I like where you are going with this @guxdude, but there are still holes in that logic.

Take this example:

  • 12:00 = 1st trigger (Set time)
  • 12:12 = 2nd trigger (count=2)
  • 12:13 = 3rd trigger (count=3)
  • 12:14 = 4th trigger (count=4)
  • 12:15 = 5th trigger (count=5)
  • 12:16 = 6th trigger (past time, set count to 1 & Set new time)
  • 12:17 = 7th trigger (this is the 6th trigger in 5 minutes, but no alert will be sent because the count is only 2)

In other words:
The 6th trigger needs to check the time of the 1st trigger
The 7th trigger needs to check the time of the 2nd trigger
The 8th trigger needs to check the time of the 3rd trigger


Ahh. Very good. Yes, without a sliding window, it still won’t hold up against all cases. In fact this second logic may be worse as you would expect sporadic movement.

EDIT: Use of a datetime list should work but you would have to shift the values each time there was a new movement. As always, doable but with increasing complexity.


Yes… If the logic was “greater than 5” for an alert, then we’d need to keep at least 6 dateTime variables. (the previous 5 triggers, plus the current one) Shifting them over once each execution, and letting the oldest data drop off.

With this method, we’d only have to compare {time1} with {time6} at each event.

Unfortunately, it’s not a very dynamic approach though.

If you later decided to switch to “greater than 8”,
then new lines of code would have to be added for each extra count.


I think it could be made flexible. I would think you could define numberOfMovements=X and then store numberOfMovements+1 values and always compare item 0 with item numberOfMovements.


Everything… *grunt* … can be made…*groan* … flexible… LOL

All jokes aside, there would still need to be an extra variable created for each time stored though…

(unless you just made extra at time of creation)


Here is what I was talking about. You can change the variables for the number of events and time limit and it should trigger appropriately. I didn’t have a push button so used a simulated switch and had to turn it off but should work in any situation. It is little off in that it requires n+1 events within the time limit to go off but that could easily be fixed.


Ahh yes… Using an array… but then you have the other issue with removing extraneous elements later. That is not such a pleasant experience here in webCORE.

Do you know any tricks for this?
(IE: going from an 8 array down to a 5, and clearing 5, 6 and 7)

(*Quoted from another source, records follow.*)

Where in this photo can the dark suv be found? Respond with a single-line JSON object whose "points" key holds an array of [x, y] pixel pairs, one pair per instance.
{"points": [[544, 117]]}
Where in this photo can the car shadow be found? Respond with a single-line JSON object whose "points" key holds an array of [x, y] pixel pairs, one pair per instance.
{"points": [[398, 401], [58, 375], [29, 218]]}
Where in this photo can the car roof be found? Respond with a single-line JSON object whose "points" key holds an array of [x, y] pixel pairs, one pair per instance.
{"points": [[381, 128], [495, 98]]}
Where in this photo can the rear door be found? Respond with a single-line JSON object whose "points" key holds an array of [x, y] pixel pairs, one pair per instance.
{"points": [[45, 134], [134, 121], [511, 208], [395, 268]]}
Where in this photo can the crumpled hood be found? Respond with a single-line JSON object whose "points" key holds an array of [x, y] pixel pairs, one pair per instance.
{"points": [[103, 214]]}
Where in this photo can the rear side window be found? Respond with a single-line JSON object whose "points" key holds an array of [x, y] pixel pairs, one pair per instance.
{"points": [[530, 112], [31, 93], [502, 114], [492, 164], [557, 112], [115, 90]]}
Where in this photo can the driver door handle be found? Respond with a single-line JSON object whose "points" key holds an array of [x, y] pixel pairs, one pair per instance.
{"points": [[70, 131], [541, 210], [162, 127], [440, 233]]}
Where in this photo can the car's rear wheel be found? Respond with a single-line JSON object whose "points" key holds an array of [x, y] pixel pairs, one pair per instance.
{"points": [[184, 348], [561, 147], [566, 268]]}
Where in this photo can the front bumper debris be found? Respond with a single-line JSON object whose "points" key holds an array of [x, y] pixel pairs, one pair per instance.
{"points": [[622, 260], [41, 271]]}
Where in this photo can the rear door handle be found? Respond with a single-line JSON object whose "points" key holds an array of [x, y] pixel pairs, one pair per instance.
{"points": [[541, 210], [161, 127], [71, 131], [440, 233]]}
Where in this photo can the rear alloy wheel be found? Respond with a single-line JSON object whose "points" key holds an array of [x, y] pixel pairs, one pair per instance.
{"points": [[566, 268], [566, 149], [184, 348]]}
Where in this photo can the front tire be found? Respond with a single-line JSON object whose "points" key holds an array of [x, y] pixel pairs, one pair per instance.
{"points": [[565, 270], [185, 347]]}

Yes, that is a pain in webcore. No tricks other than what I saw you mention about editing the variable. A pain. Hopefully you know what you want when you get started but, in reality, you can always ignore the extra values. Not pretty but it will work just fine.(webcore won’t look if you don’t. haha)


Maybe ignoring the bogus data is the best way… I think your loop will ignore the higher numbers if you reduce the number of events. Of course, (playing devil’s advocate), if you later decide to increase to a higher number, then those ancient numbers will come rolling back in for the next X events…

… but I guess that is nitpicking now, LOL

There might not be one perfect solution…
(as is most things innovative)
… but man, what an journey!


A quick press of the test but will always initialize however many values you need.


OK, I am tracking with you…

  • Edit piston
  • Set it to a high number
  • Save the piston
  • Press Test to clear
  • Edit piston again
  • Set to correct number
  • Save piston
  • Back in business

How true… :sunglasses:


Should have mentioned, I did come across one shortcut. Perhaps others already know this but it was pretty simple to reset the lists by taking a snapshot, deleting the piston and then adding it back in with the recover code. That was quick!

One other lesson from this quick project: you can’t do any math in the ‘list index’ field. I had to create the variable ii=$index+1 for the loop shifting the values. Maybe there is a way to do it but I couldn’t get webcore to interpret ‘$index+1’ but I could assign that to ii and use ii for the list index.


Yeah, this one drove me crazy last year… It only likes [#] in this slot.